New video game lets you be a lord of the sweatshop
PLAY SWEATSHOP NOW
Your boss is hounding you to produce more t-shirts faster, but he’s not willing to give you more money to hire new employees. You have two choices: don’t meet his unrealistic expectations or higher children at 1/3 of the price of an adult worker?
These are the decisions you face in the new online game Sweatshop.
Sweatshop is a light-hearted game, but it’s based upon very present realities that many workers around the world contend with each day.
Littleloud and Channel 4 worked with experts on sweatshops to integrate some of these realities into the game design.
In addition, there are numerous facts and figures spread throughout the game, highlighting the plight of the workers who may well have made the clothes you are wearing today.
The review
The game is actually quite addictive. I like the retro graphics and sound track, which are very NES. Between levels, facts and stories about the industry are shared to remind the player that this is not a game. Facts like…
Of the total retail cost of a garment, less than 1% is shared between the people who made it in many sweatshops.

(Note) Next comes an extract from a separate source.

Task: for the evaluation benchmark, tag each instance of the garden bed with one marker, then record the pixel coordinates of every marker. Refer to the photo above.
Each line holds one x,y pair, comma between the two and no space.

The thing I like best about the game is that you play from the POV of a middle manager and some times the right thing to do is a little ambiguous.
My biggest criticism is that, as the anti-sweatshop movement consistently does, it ignores poverty and doesn’t address the question: Why would someone work in these conditions for such horrible pay and poor treatment? To survive the game you’ll have to employee children and pay them less than an adult, but you never learn why it is that the child showed up at the factory in the first place.
The anti-sweatshop movement’s lack of effort to focus on poverty and utter lack of context holds it back from making more and lasting change within the industry.
As I write in Where Am I Wearing?
…it’s easy to inspire pity and to cry sweatshop. What’s not easy is coming to terms with the context in which the factories and workers exist and initiating dialogue based on this.
The real problem
Sweatshop, the game, is heartbreaking and in a guilty sort of way fun. It’s both a reminder of both what is wrong with the garment industry and what’s wrong with the anti-sweatshop movement.
Sweatshops aren’t the problem. They are the symptom. The problem is poverty. The problem is an extreme lack of options. The workers can’t say, “take this job and shove it!” because they are on the edge of not feeding their families. So they suffer unreasonable demands, long hours, and bosses like me who made it to level nine before someone died. After working three workers to death (I forgot to give them water), I still won the level. I still made money.
And that’s where this game succeeds. Sometimes the wrong thing is the right thing for the company’s bottom line.